Department of Automation, Shanghai Jiao Tong University, and Key Laboratory of System Control and Information Processing, Ministry of Education of China, Shanghai, 200240, China.
Genomics. 2011 May;97(5):257-64. doi: 10.1016/j.ygeno.2011.03.001. Epub 2011 Mar 21.

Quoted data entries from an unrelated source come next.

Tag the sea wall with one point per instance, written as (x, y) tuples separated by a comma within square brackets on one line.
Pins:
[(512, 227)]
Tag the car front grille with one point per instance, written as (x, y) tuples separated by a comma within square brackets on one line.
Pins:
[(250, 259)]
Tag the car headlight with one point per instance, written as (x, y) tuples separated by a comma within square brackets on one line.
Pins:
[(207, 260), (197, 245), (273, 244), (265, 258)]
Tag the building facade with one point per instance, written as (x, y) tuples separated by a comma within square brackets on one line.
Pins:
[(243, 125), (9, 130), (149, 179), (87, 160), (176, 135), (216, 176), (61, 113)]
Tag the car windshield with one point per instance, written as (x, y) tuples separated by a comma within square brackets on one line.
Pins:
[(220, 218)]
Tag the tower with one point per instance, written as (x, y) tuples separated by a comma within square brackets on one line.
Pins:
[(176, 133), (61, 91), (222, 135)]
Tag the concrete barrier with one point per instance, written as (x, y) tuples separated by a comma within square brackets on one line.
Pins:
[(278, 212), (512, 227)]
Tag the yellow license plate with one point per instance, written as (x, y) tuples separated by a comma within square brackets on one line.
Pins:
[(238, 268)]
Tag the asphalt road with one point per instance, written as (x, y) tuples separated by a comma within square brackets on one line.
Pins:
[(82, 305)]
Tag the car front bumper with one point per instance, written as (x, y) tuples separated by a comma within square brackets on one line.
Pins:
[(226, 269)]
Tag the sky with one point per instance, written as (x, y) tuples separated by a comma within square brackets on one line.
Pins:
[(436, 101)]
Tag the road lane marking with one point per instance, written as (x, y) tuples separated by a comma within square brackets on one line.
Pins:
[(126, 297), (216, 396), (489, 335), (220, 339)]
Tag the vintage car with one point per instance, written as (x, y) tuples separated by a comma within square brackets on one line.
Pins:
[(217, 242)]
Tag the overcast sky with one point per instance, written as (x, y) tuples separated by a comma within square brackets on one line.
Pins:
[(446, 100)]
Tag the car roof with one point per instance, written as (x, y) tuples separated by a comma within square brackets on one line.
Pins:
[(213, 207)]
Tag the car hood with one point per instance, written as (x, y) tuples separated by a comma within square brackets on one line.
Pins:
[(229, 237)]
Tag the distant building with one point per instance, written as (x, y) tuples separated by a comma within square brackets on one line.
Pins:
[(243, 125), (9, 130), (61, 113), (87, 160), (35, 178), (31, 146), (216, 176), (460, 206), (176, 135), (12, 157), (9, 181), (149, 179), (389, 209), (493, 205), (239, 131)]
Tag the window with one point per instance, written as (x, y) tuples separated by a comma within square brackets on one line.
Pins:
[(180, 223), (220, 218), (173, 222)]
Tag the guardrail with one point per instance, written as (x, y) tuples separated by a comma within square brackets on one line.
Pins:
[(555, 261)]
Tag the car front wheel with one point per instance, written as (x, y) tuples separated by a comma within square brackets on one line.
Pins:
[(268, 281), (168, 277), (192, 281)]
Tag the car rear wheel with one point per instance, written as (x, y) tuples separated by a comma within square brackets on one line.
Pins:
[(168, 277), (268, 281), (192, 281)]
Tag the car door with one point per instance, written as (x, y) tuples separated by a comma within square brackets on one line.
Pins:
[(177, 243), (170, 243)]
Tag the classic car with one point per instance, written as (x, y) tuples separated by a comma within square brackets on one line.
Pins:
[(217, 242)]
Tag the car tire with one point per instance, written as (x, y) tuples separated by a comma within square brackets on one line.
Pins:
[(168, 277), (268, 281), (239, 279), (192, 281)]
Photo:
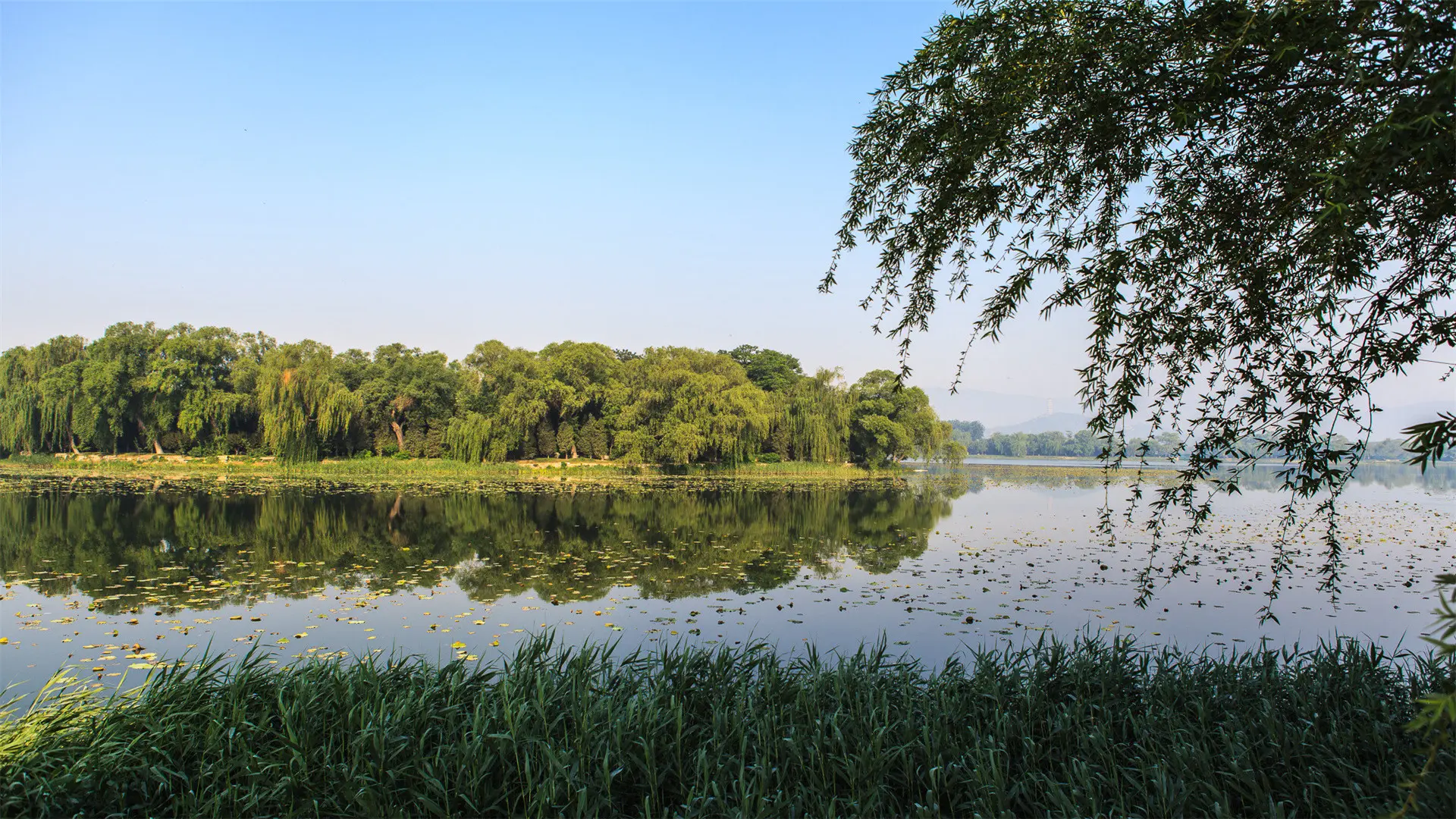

Epistatic miniarray profiling (E-MAP) is a powerful tool for analyzing gene functions and their biological relevance. However, E-MAP data suffers from large proportion of missing values, which often results in misleading and biased analysis results. It is urgent to develop effective missing value estimation methods for E-MAP. Although several independent algorithms can be applied to achieve this goal, their performance varies significantly on different datasets, indicating different algorithms having their own advantages and disadvantages. In this paper, we propose a novel ensemble approach EMDI based on the high-level diversity to impute missing values that consists of two global and four local base estimators. Experimental results on five E-MAP datasets show that EMDI outperforms all single base algorithms, demonstrating an appropriate combination providing complementarity among different methods. Comparison results between several fusion strategies also demonstrate that the proposed high-level diversity scheme is superior to others. EMDI is freely available at www.csbio.sjtu.edu.cn/bioinf/EMDI/.
上位性微阵列分析(E-MAP)是分析基因功能及其生物学相关性的有力工具。然而,E-MAP 数据存在大量缺失值,这常常导致误导和有偏差的分析结果。因此,迫切需要开发用于 E-MAP 的有效缺失值估计方法。尽管可以应用几种独立的算法来实现这一目标,但它们在不同的数据集上的性能差异很大,这表明不同的算法各有优缺点。在本文中,我们提出了一种基于高层多样性的新型集成方法 EMDI 来估计缺失值,它由两个全局和四个局部基估计器组成。在五个 E-MAP 数据集上的实验结果表明,EMDI 优于所有单基算法,这表明适当的组合在不同方法之间提供了互补性。几种融合策略的比较结果也表明,所提出的高层多样性方案优于其他方案。EMDI 可在 www.csbio.sjtu.edu.cn/bioinf/EMDI/ 上免费获得。